Interview mit FBC-Angreifer Martin Weiß

EC  2010

"Mich treibt die Tatsache an, dass für mich

Faustball der geilste Sport der Welt ist"

Martin Weiß vom FCB ASKÖ Linz-Urfahr

Martin Weiß ist Hauptangreifer des Titelverteidigers Linz. Nach einer schweren Schulter-OP im letzten Jahr kämpft der Österreicher derzeit um seine Rückkehr in die Weltspitze. Seinem VfK-Interviewpartner Tobias Andres erklärte der Weltklasse-Schlagmann, warum er sein Leistungsniveau derzeit nur für landesligatauglich hält und er dennoch an eine Medaille beim Escriba Europacup der Männer glaubt.


Martin, am 3./4. Juli 2010 findet der Europacup in Berlin statt. Welche Erwartungen hast Du an dieses Event der internationalen Spitzenklasse und wie stark schätzt Du die Konkurrenz ein?

Ich erwarte mir vor allem eine toporganisierte Veranstaltung mit vielen Zuschauern. Wenn ich das Programm so betrachte sollte das auf alle Fälle geschafft werden. Die Konkurrenz ist heuer wahrscheinlich so stark wie schon lange nicht mehr. Spannende und hochklassige Spiele sind sicher garantiert.


Die Mannschaften aus Österreich und der Schweiz sind Dir bestens bekannt. Welche Rolle wird der gastgebende VfK 1901 Berlin beim Europacup spielen?

Ich muss ehrlich gestehen, dass ich das Heimteam am Faustballplatz wirklich erst sehr selten gesehen habe. Ich weiß aber auch, dass wir von Berlin bei dem einen oder anderen Turnier schon ordentlich eines auf die Mütze bekommen haben. Wenn sie die Nervosität der ersten EC Teilnahme ablegen können, traue ich ihnen schon einiges zu.


Als Titelverteidiger und 7-maliger Europacup-Sieger gehst Du mit Deiner Mannschaft aus Linz als Favorit ins Rennen. Als Spieler Du hast alles gewonnen, was es zu gewinnen gab. Welchen Stellenwert hat für Dich persönlich der Europacup 2010 und an welche Europacup-Erfahrung erinnerst Du Dich besonders gerne zurück?

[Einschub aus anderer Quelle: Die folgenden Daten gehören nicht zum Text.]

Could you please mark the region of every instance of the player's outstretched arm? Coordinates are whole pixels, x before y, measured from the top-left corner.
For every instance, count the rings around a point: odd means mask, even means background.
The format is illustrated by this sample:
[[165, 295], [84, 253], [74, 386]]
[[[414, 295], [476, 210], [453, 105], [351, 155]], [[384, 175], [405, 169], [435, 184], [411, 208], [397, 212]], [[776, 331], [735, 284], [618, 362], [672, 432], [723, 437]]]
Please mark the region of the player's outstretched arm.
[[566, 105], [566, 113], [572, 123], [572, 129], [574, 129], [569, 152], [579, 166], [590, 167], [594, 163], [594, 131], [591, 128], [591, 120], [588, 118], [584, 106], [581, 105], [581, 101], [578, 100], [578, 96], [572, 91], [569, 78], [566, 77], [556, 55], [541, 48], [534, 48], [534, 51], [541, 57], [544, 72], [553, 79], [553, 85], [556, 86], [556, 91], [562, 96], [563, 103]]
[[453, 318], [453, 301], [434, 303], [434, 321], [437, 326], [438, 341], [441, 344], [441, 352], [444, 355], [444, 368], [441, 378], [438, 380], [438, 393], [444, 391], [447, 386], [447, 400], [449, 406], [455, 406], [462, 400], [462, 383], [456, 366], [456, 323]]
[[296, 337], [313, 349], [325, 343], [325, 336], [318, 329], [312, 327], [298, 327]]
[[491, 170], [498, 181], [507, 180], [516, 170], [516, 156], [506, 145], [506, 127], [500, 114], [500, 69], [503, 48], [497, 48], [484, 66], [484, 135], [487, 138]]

Der Stellenwert des EC 2010 ist für mich persönlich schon sehr hoch. Nach meiner Schulter OP einen Tag nach dem EC Sieg 2009 in Linz bin ich am Weg zurück und hoffe, dass der EC in Berlin mein erster großer Auftritt nach der schweren Verletzung auf der Faustballbühne sein wird. Und an diese Erfahrung, trotz schwerer Verletzung letztes Jahr den Titel zu gewinnen, wird ewig in Erinnerung bleiben. Aus dem Grund, weil ich derzeit noch immer nicht sagen kann, ob für mich Faustball auf dem Niveau jemals wieder gespielt werden kann.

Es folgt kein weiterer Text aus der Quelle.